The obvious problem is obtaining the beetles in large enough numbers to kill the millions of HWA. The problem with both predator beetles is obtaining clearance for their use from the Dept. Of Agriculture and then raising them to breed in an insectarium for mass release. This process is doubly hard when predator beetles must be imported from Japan. Scott Salom, professor of Forest Entomology at Virginia Tech notes “It is a major problem to get beetles over here to fight the HWA. First it is very expensive, then it take 2-3 years founding a colony to grow in large enough amounts to matter, and then the fitness of the colony must be tested.” That said, Bud Mayfield proposes that the “predator populations should increase slowly over time.” But what do we do about massive Hemlock death while we wait?
Jason Rodreiug of the US Forest Service in Asheville says, “HWA was discovered in NC 10 years ago. The Hemlock that have not succumbed to the HWA are in more isolated groves, perhaps in sunnier, often colder climes and in higher elevations.” One example of healthy Hemlocks are in Southern Highlands Reserve in Lake Toxaway, NC. where 500 healthy Hemlock trees still prosper. Reserve director Kelly Holdbrooks believes the reason they have so many healthy Hemlocks is because they are both very well cared for and because they have been lucky. For example a rainwater pond and irrigation systems are utilized at the reserve and horticultural oils are used as well. These trees are both isolated and protected in a way the forest is not.
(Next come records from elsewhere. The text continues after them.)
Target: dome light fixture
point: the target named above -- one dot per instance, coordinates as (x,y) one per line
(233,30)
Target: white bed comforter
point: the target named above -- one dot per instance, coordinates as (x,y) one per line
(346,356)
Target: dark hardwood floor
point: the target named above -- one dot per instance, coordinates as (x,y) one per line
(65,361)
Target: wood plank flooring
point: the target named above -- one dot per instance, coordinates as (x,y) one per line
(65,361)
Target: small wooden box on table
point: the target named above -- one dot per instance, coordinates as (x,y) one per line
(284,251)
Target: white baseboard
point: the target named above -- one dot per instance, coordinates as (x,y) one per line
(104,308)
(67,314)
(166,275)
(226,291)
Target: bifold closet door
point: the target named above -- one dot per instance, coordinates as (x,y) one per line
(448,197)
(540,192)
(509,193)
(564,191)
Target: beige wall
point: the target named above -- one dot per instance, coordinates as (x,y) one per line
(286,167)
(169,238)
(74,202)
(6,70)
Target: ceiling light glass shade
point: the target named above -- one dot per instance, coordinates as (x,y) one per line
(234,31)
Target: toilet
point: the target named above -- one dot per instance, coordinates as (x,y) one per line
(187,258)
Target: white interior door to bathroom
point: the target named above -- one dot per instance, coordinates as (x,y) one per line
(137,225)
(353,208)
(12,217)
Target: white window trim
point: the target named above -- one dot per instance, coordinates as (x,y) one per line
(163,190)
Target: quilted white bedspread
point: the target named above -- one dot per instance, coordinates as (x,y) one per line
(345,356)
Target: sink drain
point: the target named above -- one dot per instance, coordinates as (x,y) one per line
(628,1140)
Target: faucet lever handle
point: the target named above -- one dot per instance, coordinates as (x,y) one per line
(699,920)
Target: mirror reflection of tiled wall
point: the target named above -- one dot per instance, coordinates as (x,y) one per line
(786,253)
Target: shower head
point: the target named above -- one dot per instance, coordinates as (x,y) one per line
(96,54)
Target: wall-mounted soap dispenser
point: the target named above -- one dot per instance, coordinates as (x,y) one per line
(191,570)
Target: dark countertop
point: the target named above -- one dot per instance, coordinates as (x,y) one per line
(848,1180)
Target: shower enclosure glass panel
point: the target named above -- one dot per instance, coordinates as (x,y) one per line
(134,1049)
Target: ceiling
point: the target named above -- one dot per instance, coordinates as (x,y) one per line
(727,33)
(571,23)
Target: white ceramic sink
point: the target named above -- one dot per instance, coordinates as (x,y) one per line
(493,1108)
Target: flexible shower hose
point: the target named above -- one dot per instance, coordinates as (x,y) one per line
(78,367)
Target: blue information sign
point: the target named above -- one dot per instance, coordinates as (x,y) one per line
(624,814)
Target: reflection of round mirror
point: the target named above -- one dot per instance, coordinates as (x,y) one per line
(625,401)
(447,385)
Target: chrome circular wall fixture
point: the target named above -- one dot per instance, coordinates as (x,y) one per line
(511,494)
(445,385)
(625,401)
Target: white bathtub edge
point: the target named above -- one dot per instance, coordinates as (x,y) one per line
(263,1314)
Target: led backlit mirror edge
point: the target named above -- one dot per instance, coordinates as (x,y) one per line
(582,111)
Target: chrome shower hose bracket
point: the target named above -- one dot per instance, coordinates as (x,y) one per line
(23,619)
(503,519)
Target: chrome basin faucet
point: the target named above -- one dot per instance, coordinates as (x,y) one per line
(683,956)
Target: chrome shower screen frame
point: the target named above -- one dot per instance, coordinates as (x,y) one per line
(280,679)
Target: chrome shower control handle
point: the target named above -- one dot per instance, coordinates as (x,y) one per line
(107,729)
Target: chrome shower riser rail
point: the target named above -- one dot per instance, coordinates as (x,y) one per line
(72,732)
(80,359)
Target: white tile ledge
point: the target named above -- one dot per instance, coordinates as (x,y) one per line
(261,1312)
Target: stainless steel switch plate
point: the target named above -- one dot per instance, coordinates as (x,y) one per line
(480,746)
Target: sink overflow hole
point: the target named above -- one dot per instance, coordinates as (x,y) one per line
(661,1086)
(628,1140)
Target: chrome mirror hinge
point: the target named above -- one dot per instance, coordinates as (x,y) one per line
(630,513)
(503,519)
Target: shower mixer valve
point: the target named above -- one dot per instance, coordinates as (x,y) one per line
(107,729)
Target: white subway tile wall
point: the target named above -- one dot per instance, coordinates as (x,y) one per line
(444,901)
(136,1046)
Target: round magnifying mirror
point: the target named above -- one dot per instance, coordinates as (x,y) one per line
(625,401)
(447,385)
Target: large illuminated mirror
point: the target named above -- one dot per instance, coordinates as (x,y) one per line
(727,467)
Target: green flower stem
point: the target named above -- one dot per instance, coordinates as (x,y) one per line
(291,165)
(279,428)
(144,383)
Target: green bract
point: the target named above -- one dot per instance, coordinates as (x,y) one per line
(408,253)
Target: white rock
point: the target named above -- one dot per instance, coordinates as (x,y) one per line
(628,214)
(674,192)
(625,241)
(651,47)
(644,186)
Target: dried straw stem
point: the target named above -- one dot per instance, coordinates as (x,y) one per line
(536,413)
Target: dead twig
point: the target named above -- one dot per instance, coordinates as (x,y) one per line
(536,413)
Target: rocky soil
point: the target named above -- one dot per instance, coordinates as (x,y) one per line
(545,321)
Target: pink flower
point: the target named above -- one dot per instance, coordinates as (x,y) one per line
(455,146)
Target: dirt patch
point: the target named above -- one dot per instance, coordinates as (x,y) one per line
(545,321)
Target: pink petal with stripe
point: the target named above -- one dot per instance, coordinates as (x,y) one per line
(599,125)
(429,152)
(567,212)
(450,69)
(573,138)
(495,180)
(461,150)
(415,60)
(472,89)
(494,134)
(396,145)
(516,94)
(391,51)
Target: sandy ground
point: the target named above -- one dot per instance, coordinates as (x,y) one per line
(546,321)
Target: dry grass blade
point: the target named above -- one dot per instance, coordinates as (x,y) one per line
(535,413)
Nothing can replace the Hemlocks and the hearty Rhododendron now growing en masse around dead Hemlock stands have proven to be a disappointing substitute for all the positive effects of a healthy Hemlock. There has been talk of planting more white pine (because they are super hardy) in dead Hemlock beds to provide shade-but that wood decomposes too quickly and would not give streams and forest floor consistent supplies of large wood the Hemlocks do. Also there have been attempts to restore dead Hemlocks with seedlings in experimental plots, which have been done on the Cold Mountain Game Lands and Dupont State Forest. In addition, efforts have been made to grow native Hemlocks in areas not infested with the HWA in places as far away as Brazil and as close as Arkansas. The idea would be to bring these healthy trees back and replant them once the HWA is under control. Besides Rhododendron, former Hemlock ecosystems are often replaced by birches, maples, and oaks. That said, the Hemlock ecosystem is in danger of being permanently lost.
Bud Mayfield thinks we are “gaining ground” against the HWA, but not fast enough. It will take time for the predator beetle population to accumulate fast enough for biological control and insecticides remain only viable for isolated areas. If more is not done and soon, the mighty Hemlock will quietly fade from our forests forever.